DJO Global Releases Second Quarter Financial Results
Vista, Calif.-based DJO Global, which makes musculoskeletal, vascular and pain management medical devices, has released it financial results for the second quarter of this year ending June 29 2013.
The company achieved net sales for the second quarter of 2013 of $294.7 million, reflecting growth of 3.1 percent, with net sales of $286.0 million for the second quarter of 2012. Net sales for the second quarter of 2013 were favorably impacted by $0.5 million related to changes in foreign currency exchange rates compared to the rates in effect in the second quarter of 2012. Excluding the impact of changes in foreign currency exchange rates from rates in effect in the prior year period, net sales for the second quarter of 2013 increased 2.9 percent compared to net sales for the second quarter of 2012.
For the second quarter of 2013, DJO reported a net loss of $20.8 million, compared to a net loss of $20.2 million for the second quarter of 2012. The results for the current and prior year second quarter periods were impacted by significant non-cash items, non-recurring items and other adjustments.
“We were pleased to see all of our business segments deliver strong growth in the second quarter, except for recovery sciences, which has been impacted by unfavorable market conditions and reimbursement hurdles,” said Mike Mogul, DJO’s president and CEO. “Excluding recovery sciences, aggregate net sales from our other business segments for the second quarter of 2013 increased by 7.4 percent compared to net sales for the second quarter of 2012. I want to especially congratulate our surgical implant and international teams, for delivering strong constant currency growth in the second quarter of 2013 of 18.2 percent and 8.2 percent, respectively, compared to the prior year period. Our recovery sciences business continues to be impacted by Medicare’s 2012 non-coverage decision related to transcutaneous electrical nerve stimulation (TENS) for chronic low back pain (CLBP) and slower than expected market conditions for capital equipment purchasing, which is impacting our Chattanooga business.”
In June last year, Medicare issued a decision that TENS is not reasonable and necessary for the treatment of CLBP, and therefore would not cover it. The treatment works by issuing electrotherapy—small electrical shocks—to the skin with the aim of pain management. In part due to Medicare’s decision, recovery sciences was the only business at DJO that did not show increased revenue this quarter compare to the same quarter last year. For the second quarter of 2012, recovery sciences brought in net sales of $84 million, whereas for the same quarter this year net sales were $77.2 million.
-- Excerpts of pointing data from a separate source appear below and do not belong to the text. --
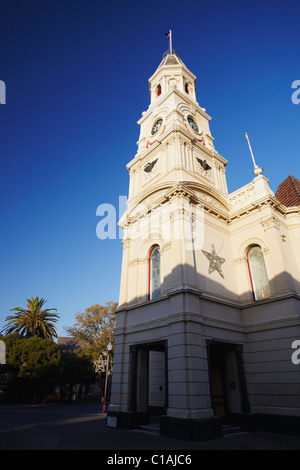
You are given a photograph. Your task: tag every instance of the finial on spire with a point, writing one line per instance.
(257, 170)
(169, 36)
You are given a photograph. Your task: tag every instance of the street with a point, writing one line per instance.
(83, 427)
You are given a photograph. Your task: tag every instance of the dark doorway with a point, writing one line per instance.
(149, 385)
(226, 376)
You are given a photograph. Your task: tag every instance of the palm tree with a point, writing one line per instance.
(32, 321)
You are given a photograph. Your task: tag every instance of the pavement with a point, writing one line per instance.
(83, 427)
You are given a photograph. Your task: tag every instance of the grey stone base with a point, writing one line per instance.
(191, 429)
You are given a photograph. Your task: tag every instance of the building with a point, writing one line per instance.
(210, 287)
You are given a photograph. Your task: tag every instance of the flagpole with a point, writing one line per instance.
(257, 170)
(255, 166)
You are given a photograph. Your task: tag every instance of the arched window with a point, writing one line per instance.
(258, 273)
(154, 272)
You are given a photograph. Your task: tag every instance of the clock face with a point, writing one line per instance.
(156, 126)
(193, 124)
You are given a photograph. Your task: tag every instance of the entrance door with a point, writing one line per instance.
(218, 378)
(227, 383)
(149, 387)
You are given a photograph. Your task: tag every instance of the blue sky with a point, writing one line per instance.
(76, 75)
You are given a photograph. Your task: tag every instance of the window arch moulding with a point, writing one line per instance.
(257, 272)
(154, 273)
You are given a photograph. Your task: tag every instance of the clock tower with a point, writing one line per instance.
(201, 271)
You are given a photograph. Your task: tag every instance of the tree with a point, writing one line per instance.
(33, 367)
(32, 321)
(93, 329)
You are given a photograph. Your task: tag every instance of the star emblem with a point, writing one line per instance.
(100, 365)
(215, 261)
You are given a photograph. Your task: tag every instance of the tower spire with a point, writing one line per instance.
(257, 170)
(169, 36)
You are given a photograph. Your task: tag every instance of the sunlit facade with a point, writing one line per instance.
(210, 284)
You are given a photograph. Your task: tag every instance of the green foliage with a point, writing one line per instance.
(93, 329)
(32, 321)
(33, 367)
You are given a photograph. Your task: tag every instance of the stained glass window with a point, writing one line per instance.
(258, 273)
(154, 274)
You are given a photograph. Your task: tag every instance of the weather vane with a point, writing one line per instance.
(257, 170)
(169, 36)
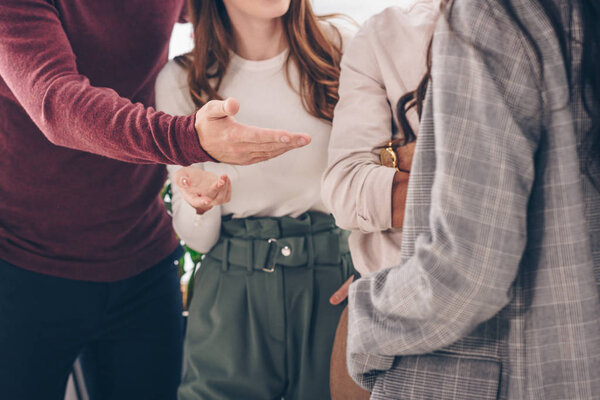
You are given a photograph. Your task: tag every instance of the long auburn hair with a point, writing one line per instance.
(316, 56)
(588, 77)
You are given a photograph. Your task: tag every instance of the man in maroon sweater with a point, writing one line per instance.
(86, 247)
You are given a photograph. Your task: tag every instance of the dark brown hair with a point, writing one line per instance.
(588, 78)
(316, 56)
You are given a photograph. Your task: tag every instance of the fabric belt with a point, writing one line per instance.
(261, 243)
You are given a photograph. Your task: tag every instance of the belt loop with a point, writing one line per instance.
(310, 245)
(225, 256)
(250, 255)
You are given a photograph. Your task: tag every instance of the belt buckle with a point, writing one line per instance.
(272, 267)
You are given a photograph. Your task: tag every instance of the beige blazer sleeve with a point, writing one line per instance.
(355, 187)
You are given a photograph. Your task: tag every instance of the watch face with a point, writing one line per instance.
(388, 157)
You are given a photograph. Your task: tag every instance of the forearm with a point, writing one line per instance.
(39, 67)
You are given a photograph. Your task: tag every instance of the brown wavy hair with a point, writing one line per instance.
(316, 56)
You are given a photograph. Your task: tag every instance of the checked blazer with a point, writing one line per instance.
(496, 294)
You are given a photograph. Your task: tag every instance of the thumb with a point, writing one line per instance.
(341, 294)
(217, 109)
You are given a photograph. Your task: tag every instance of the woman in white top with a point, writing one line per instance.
(380, 71)
(260, 325)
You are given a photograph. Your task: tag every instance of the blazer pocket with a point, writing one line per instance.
(441, 377)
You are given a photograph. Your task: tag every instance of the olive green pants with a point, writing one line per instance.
(260, 325)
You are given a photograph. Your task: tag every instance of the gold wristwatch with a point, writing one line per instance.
(389, 158)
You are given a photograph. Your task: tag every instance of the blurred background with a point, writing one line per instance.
(359, 10)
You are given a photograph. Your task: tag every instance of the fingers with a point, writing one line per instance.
(252, 135)
(342, 293)
(217, 109)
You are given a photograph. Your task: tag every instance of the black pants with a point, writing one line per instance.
(132, 328)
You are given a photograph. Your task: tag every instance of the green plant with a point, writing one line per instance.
(190, 261)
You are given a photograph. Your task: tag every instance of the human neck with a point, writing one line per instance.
(257, 39)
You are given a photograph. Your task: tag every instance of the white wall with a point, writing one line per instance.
(359, 10)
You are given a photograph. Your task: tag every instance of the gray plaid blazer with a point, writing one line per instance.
(496, 295)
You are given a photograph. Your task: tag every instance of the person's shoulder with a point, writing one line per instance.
(172, 75)
(339, 30)
(172, 90)
(410, 21)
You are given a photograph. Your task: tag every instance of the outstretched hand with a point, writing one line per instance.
(203, 189)
(226, 140)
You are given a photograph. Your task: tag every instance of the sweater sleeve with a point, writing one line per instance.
(356, 187)
(39, 67)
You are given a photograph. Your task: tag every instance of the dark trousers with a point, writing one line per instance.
(133, 329)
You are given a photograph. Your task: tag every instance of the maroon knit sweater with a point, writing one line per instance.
(79, 182)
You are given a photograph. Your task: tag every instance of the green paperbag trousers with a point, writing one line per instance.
(260, 323)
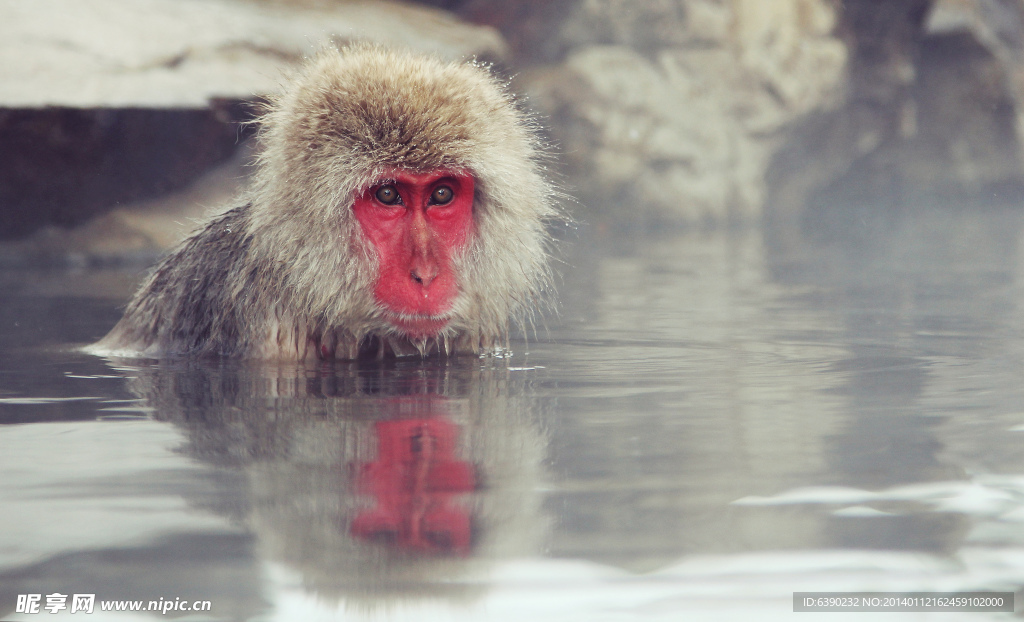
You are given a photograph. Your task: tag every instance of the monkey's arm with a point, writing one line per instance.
(199, 300)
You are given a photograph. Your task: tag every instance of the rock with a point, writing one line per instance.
(670, 112)
(113, 101)
(181, 53)
(931, 117)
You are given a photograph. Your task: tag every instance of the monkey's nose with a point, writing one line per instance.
(424, 275)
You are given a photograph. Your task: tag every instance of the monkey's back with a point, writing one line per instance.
(204, 298)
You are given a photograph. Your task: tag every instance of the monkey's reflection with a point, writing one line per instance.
(413, 481)
(366, 479)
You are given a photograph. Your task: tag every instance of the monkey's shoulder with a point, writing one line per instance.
(194, 300)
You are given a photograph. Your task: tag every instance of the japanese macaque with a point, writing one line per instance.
(398, 206)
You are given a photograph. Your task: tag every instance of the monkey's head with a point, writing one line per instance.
(404, 198)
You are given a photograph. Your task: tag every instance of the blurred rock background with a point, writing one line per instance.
(123, 121)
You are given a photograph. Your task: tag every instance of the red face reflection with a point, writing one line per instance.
(414, 483)
(417, 222)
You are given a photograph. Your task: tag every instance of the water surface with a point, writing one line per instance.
(713, 421)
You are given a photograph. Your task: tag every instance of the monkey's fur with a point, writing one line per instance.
(290, 276)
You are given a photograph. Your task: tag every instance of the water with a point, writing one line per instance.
(714, 421)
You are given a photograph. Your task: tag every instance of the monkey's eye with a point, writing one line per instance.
(441, 195)
(388, 195)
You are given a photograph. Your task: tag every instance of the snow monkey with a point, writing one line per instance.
(398, 207)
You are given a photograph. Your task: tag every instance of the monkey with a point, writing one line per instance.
(400, 205)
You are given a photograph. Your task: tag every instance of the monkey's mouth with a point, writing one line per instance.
(417, 326)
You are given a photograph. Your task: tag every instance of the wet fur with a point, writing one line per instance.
(289, 274)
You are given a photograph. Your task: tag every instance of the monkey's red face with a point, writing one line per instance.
(417, 222)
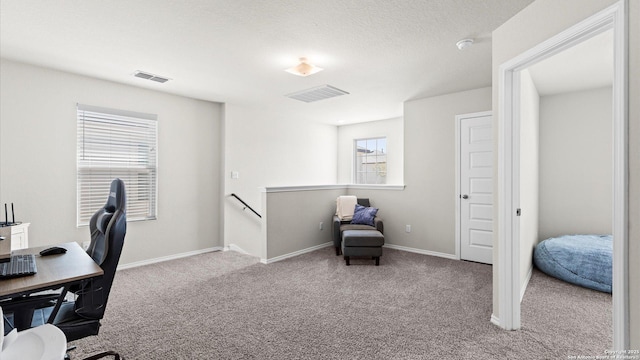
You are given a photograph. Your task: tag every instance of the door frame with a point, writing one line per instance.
(459, 119)
(613, 17)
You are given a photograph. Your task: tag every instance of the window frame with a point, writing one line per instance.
(112, 144)
(376, 165)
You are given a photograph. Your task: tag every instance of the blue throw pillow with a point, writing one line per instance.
(364, 215)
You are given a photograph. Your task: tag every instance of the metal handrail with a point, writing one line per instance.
(246, 206)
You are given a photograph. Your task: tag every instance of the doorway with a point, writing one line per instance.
(509, 254)
(474, 186)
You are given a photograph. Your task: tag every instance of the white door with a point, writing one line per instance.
(476, 187)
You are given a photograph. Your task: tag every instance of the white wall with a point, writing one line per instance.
(529, 169)
(38, 160)
(576, 167)
(392, 129)
(268, 150)
(292, 221)
(428, 201)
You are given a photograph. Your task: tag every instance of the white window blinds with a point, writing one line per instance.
(116, 144)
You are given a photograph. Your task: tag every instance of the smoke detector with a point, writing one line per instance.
(464, 43)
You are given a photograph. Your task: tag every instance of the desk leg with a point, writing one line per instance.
(56, 308)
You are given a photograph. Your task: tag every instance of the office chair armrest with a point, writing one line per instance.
(335, 227)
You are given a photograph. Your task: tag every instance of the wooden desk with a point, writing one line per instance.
(54, 271)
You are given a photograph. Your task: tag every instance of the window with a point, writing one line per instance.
(371, 161)
(116, 144)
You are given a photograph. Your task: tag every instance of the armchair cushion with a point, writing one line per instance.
(364, 215)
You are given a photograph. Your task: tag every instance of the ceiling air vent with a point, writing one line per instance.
(152, 77)
(317, 93)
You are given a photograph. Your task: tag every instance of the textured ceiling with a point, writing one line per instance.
(382, 52)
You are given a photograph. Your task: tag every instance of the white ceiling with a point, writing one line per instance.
(587, 65)
(382, 52)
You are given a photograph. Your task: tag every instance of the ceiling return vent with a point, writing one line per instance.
(317, 93)
(152, 77)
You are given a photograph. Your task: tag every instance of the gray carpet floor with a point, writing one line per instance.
(226, 305)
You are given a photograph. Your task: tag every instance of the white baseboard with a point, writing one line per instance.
(295, 253)
(236, 248)
(420, 251)
(523, 287)
(167, 258)
(495, 320)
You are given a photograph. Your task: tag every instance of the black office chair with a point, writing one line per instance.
(81, 318)
(108, 226)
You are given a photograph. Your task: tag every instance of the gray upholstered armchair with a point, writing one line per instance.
(339, 226)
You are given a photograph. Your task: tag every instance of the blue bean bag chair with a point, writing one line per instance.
(584, 260)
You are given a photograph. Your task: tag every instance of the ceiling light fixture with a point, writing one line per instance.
(304, 68)
(464, 43)
(149, 76)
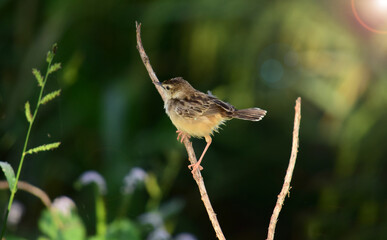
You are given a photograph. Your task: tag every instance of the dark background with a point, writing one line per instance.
(110, 118)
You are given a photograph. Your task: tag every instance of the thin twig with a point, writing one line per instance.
(289, 172)
(187, 143)
(39, 193)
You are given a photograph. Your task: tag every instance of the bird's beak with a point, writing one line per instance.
(158, 83)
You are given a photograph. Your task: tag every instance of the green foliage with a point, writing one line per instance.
(38, 76)
(12, 180)
(42, 148)
(50, 96)
(55, 67)
(9, 174)
(123, 229)
(28, 112)
(55, 225)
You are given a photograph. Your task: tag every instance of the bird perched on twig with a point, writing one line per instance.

“We are diligently focused on executing upcoming new product launches within our recovery sciences segment,” Mogul continued. “We believe that the impact of those product launches, combined with reaching the anniversary date of Medicare’s noncoverage decision for TENS for CLBP late in the third quarter of 2013, will improve the sales results for this segment. This improvement, combined with continued strong performance from our other segments should permit us to report stronger revenue results and higher growth rates for the second half of 2013, which in turn should improve our adjusted EBITDA [earnings before interest, taxes, depreciation, and amortization] results.”
In the first quarter of 2013, DJO reassigned certain product lines between its bracing and vascular and recovery sciences segments and revised the way it allocates costs among its segments. Segment information for all periods presented has been restated to reflect these changes.
Net sales for DJO’s Bracing and Vascular segment were $119.4 million in the second quarter of 2013, reflecting growth of 5.3 percent, compared to the second quarter of 2012, driven by strong contribution from the sales of new products and improving sales execution.
Net sales for DJO’s Recovery Sciences segment were $77.2 million in the second quarter of 2013, reflecting a contraction of 8.1%, compared to the second quarter of 2012, primarily due to the effects of the Medicare CLBP decision on the EMPI business unit and slow market conditions for capital equipment sold by the Chattanooga business unit.
Second quarter net sales within the international segment were $76.8 million, reflecting an increase in constant currency of 8.2 percent from the prior year period. According to DJO, the strong international growth is being driven by increased penetration in certain geographies and the impact of sales of new products.
Net sales for the surgical implant segment were $21.4 million for the second quarter of 2013, reflecting an increase of 18.2 percent over net sales in the second quarter of 2012, driven by strong sales of each of the company’s shoulder, knee and hip product lines.
As of June 29 this year, DJO had cash balances of $36.7 million and available liquidity of $71.0 million under its $100 million revolving line of credit.